La situation est telle que de nombreux élevages, entre 20 000 et 25 000, sont aujourd’hui menacés. Certains éleveurs travaillent à perte et ne sont même plus en mesure de se verser un salaire. Si dans certaines branches de l’agriculture – le maraîchage, la production céréalière – et dans certaines zones la situation des paysans est relativement bonne, elle est particulièrement mauvaise pour plusieurs professions, notamment les producteurs de laits et les éleveurs de porcs et de viande bovine.
Le gouvernement a refusé de répondre aux demandes des éleveurs durant des années ; le gouvernement Valls-Hollande particulièrement s’est montré ces derniers mois totalement insensible à la situation des paysans, lui qui a distribué des milliards dans les cités occupées ou annulé les dettes de divers pays africains.

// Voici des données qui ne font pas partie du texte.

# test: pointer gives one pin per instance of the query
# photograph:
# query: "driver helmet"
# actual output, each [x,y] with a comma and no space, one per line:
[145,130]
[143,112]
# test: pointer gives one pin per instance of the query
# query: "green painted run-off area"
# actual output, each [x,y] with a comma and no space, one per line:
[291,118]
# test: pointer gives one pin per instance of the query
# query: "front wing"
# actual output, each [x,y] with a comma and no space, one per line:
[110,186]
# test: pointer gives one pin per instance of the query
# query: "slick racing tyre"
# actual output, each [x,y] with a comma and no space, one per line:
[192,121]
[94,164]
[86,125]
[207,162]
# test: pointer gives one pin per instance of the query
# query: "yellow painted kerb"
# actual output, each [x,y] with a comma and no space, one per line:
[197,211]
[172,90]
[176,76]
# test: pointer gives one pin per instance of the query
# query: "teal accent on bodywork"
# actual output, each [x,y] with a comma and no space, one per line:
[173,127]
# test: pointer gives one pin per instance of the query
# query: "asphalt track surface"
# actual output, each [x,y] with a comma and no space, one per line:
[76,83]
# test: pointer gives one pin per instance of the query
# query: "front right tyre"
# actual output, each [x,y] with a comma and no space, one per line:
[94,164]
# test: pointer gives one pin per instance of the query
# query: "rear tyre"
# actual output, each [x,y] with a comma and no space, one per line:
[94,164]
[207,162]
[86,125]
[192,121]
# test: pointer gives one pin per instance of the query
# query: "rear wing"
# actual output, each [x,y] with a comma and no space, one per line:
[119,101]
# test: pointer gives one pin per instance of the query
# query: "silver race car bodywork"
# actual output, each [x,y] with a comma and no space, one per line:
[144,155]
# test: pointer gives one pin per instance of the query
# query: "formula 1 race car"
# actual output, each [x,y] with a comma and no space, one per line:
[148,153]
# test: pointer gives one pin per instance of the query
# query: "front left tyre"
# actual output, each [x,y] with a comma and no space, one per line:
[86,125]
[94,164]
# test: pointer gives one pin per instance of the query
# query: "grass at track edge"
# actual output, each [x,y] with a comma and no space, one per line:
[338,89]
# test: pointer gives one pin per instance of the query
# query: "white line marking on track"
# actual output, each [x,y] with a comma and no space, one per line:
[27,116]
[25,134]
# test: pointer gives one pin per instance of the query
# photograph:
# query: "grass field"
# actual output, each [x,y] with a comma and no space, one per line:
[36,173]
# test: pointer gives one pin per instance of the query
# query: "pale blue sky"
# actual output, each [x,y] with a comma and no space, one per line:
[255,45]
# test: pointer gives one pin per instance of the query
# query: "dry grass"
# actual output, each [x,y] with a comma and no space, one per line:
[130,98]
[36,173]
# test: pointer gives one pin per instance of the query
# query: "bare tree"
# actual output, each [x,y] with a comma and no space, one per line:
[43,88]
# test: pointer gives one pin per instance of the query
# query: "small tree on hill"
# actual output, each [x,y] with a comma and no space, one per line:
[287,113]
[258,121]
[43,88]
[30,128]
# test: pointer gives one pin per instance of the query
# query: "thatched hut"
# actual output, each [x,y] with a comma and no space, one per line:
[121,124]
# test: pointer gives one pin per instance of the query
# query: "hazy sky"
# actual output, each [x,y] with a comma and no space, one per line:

Sur ordre de François Hollande, qui peut difficilement se permettre des manifestations durables, le gouvernement a fini tardivement par réagir. Le ministre de l’Agriculture a annoncé mercredi dernier 24 mesures, répondant partiellement aux demandes des éleveurs, et « coûtant » 600 millions d’euros.
Peu rassurés par ces annonces, les producteurs ont annoncé la poursuite d’un mouvement largement compris et soutenu par les Français à en croire les sondages d’opinion1. Si les grosses actions semblent devoir provisoirement cesser, les éleveurs ont annoncé des ouvertures de barrières de péage, des opérations escargot et des actions de vérification dans les camions et les supermarchés. Samedi, des actions plus virulentes – déversement de fumiers, incendie de bottes de paille et de pneus, etc. – étaient toujours constatées. Si le gouvernement venait encore à manquer à sa parole, comme les Français le pensent et comme il l’a déjà maintes fois fait, la prochaine éruption de colère paysanne pourrait être d’une grande violence.
1Selon une enquête BVA, 88 % des sondés approuvent la contestation des éleveurs et 81 % affirment être prêts à payer plus cher pour de la viande et du lait produit en France. Sans surprise, 78 % des personnes interrogées ne font pas confiance au gouvernement pour résoudre la situation.